The decorator pattern can be used to make it possible to extend (decorate) the functionality of a class at runtime. This works by adding a new decorator class that wraps the original class. This wrapping is achieved by
- Subclass the original "Component" class into a "Decorator" class
- In class Decorator, add a Component pointer as a field
- Pass a Decorator pointer to the Decorator constructor to initialize the Component pointer.
- In class Decorator, redirect all "Component" methods to the "Component" pointer. This implies that all Decorator fields coming from the Component motherclass will never be used and their memory space will be wasted. That is an accepted drawback of the decorator pattern.
- In class Decorator, override any Component method which behavior needs to be modified.
This pattern is designed so that multiple decorators can be stacked on top of each other, each time adding a new functionality to the overridden method. The decorator pattern is an alternative to subclassing. Subclassing adds behavior at compile time whereas decorating can provide new behaviour at runtime.
This difference becomes most important when there are several independent ways of extending functionality. In some object-oriented programming languages, classes cannot be created at runtime, and it is typically not possible to predict what combinations of extensions will be needed at design time. This would mean that a new class would have to be made for every possible combination. By contrast, decorators are objects, created at runtime, and can be combined on a per-use basis. An example of the decorator pattern is the Java I/O Streams implementation.

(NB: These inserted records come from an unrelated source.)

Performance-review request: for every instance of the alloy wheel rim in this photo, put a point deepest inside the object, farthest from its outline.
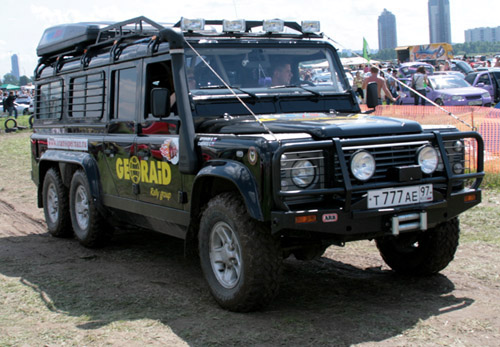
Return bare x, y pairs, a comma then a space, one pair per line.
82, 207
225, 255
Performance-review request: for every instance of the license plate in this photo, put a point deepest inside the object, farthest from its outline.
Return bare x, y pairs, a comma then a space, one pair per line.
475, 103
399, 196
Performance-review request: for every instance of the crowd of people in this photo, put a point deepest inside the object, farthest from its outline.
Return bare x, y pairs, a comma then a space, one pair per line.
9, 100
386, 79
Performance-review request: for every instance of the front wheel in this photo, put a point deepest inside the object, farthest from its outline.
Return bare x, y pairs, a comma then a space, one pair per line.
421, 253
239, 257
88, 224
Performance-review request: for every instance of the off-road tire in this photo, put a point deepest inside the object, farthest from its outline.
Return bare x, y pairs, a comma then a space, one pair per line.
256, 253
7, 124
56, 205
424, 253
89, 226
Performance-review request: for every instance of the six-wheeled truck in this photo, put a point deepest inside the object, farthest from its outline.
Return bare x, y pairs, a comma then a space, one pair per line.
246, 142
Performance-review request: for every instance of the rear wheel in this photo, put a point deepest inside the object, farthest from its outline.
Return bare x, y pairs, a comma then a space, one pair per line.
56, 205
10, 123
88, 224
239, 257
423, 253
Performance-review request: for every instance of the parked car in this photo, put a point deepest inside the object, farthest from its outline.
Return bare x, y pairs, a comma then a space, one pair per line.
461, 66
488, 79
450, 90
455, 73
406, 70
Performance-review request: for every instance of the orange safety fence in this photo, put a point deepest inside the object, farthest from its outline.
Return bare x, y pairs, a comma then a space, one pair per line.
484, 120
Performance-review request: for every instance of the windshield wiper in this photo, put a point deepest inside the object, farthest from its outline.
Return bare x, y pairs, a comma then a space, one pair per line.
221, 86
297, 86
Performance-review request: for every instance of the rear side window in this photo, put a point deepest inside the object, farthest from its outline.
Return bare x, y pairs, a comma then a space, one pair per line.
86, 96
49, 100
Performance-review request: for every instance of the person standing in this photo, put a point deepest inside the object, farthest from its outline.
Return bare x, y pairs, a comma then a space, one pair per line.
358, 85
9, 104
381, 85
392, 85
419, 83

A Decorator, also known as a Wrapper, is an object that has an interface identical to an object that it contains. Any calls that the decorator gets, it relays to the object that it contains, and adds its own functionality along the way, either before or after the call. This gives you a lot of flexibility, since you can change what the decorator does at runtime, as opposed to having the change be static and determined at compile time by subclassing. Since a Decorator complies with the interface that the object that it contains, the Decorator is indistinguishable from the object that it contains. That is, a Decorator is a concrete instance of the abstract class, and thus is indistinguishable from any other concrete instance, including other decorators. This can be used to great advantage, as you can recursively nest decorators without any other objects being able to tell the difference, allowing a near infinite amount of customization.
Decorators add the ability to dynamically alter the behavior of an object because a decorator can be added or removed from an object without the client realizing that anything changed. It is a good idea to use a Decorator in a situation where you want to change the behaviour of an object repeatedly (by adding and subtracting functionality) during runtime.